Dans leur grande majorité, ils ne demandent ni un allongement des délais de prescription ni un alourdissement des peines, mais des moyens : pour se former au recueil de la parole d’un enfant, la plus difficile à entendre, pour mener plus rapidement et plus efficacement les enquêtes, pour que la justice soit rendue dans des délais raisonnables.

En 2015, une procédure pour viol durait plus de six ans et demi en moyenne, plus de deux ans pour les agressions sexuelles. Un délai intolérable pour les victimes, qui osent parler malgré le regard des autres et malgré celui que l’on porte, dans ces cas, sur soi-même.

Nous examinons aujourd’hui la proposition de loi de nos collègues Marie Mercier et Philippe Bas, mais nous débattrons dans quelques mois du projet de loi porté par Mmes Belloubet et Schiappa. Pourquoi ce doublet ? On peut se poser la question.
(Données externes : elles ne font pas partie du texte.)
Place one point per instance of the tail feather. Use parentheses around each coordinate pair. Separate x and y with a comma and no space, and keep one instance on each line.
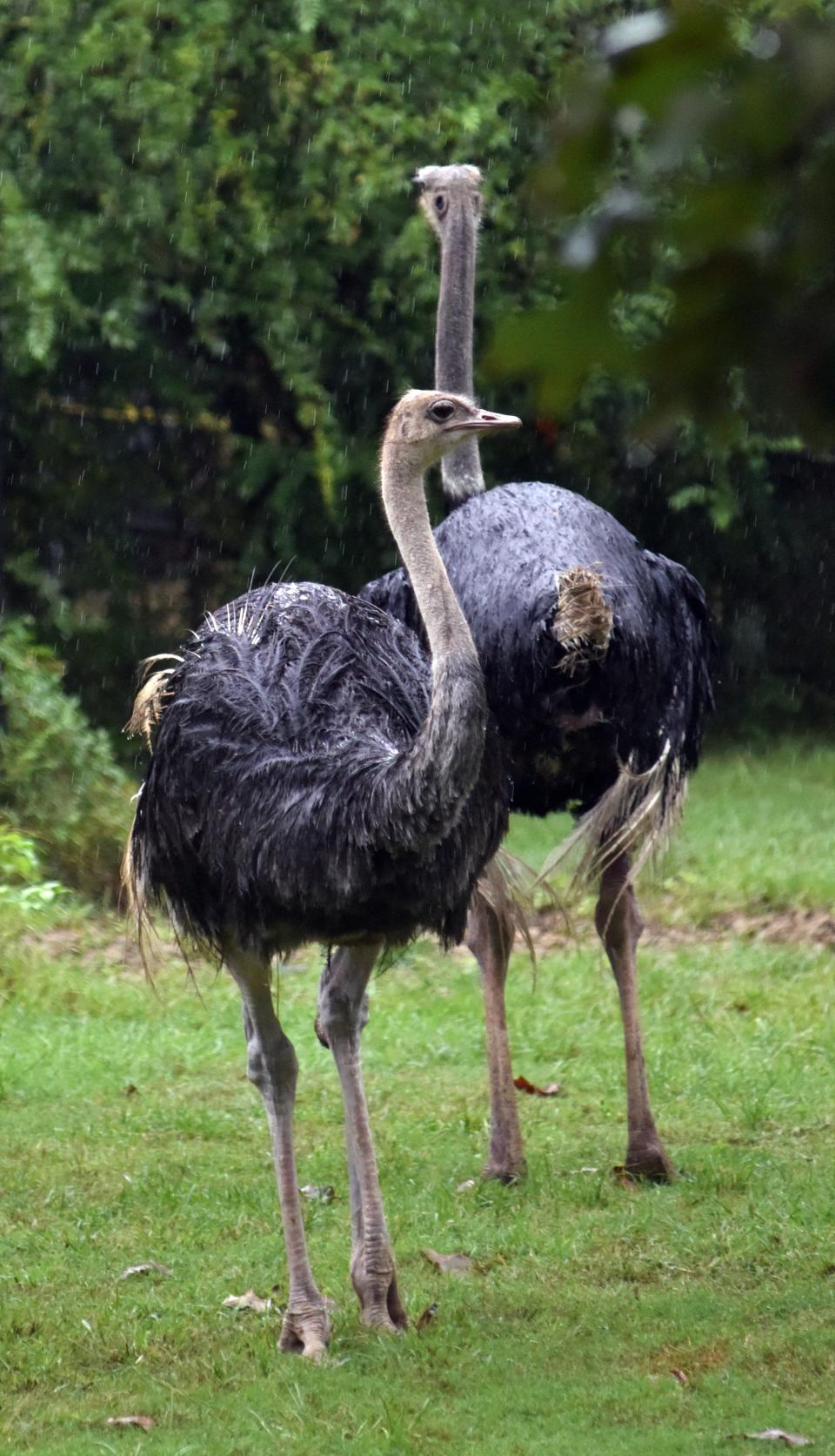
(636,815)
(511,890)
Pendant ce temps, notre justice reste exsangue et rien n’est dit des moyens à lui allouer pour mettre fin à la légèreté relative avec laquelle on a traité jusqu’à récemment ce genre d’affaires.

Par ailleurs, nous abordons ici le seul volet de la réponse pénale. Or, pour 25 000 infractions sexuelles dénoncées, combien ne le sont pas ? Combien d’enfants ne disent rien de ce qu’ils ont subi, le plus souvent dans le cercle familial ? Notre devoir est de les aider, mais, à mon sens, la fabrique de la loi n’y suffira pas à elle seule. La lutte contre les violences sexuelles sur les mineurs est avant tout un combat sociétal et c’est toute la société qui doit être en mesure de l’appréhender dans sa globalité et sa complexité. Comment repérer ? Comment prévenir ?

Cet immense chantier nous impose de rompre avec nos préjugés, comme avec la facilité. Il engage nos représentations communes sur les rapports de genre, le consentement, l’attitude face aux « secrets de famille ».

Il exige des dispositifs audacieux et efficaces de suivi à l’école, au travail, dans les services médicaux et sociaux, puis dans les commissariats ou les gendarmeries et devant la justice. Sans ajouter des lois aux lois, ne pouvions-nous pas plus sagement compléter, affiner, expliciter les textes déjà existants ? Nous pourrions peut-être y réfléchir.

N’oublions pas enfin la lutte contre la récidive, la nécessité de soigner les violeurs identifiés et condamnés, pendant leur détention, mais aussi après. Ne négligeons pas la proportion d’agressions commises sur les mineurs par d’autres mineurs, qu’il est aussi de notre devoir d’encadrer et de soigner.

Sans ces perspectives de longue durée, l’alourdissement des peines, dans un contexte de surpopulation carcérale, ne résoudra pas tout, loin de là. Nos concitoyens, mineurs et majeurs, atteints dans leur corps et dans leur être même, attendent autre chose et plus de nous : un engagement sans concession, à tous les niveaux, pour s’attaquer aux violences sexuelles.

Le groupe CRCE s’abstiendra sur ce texte.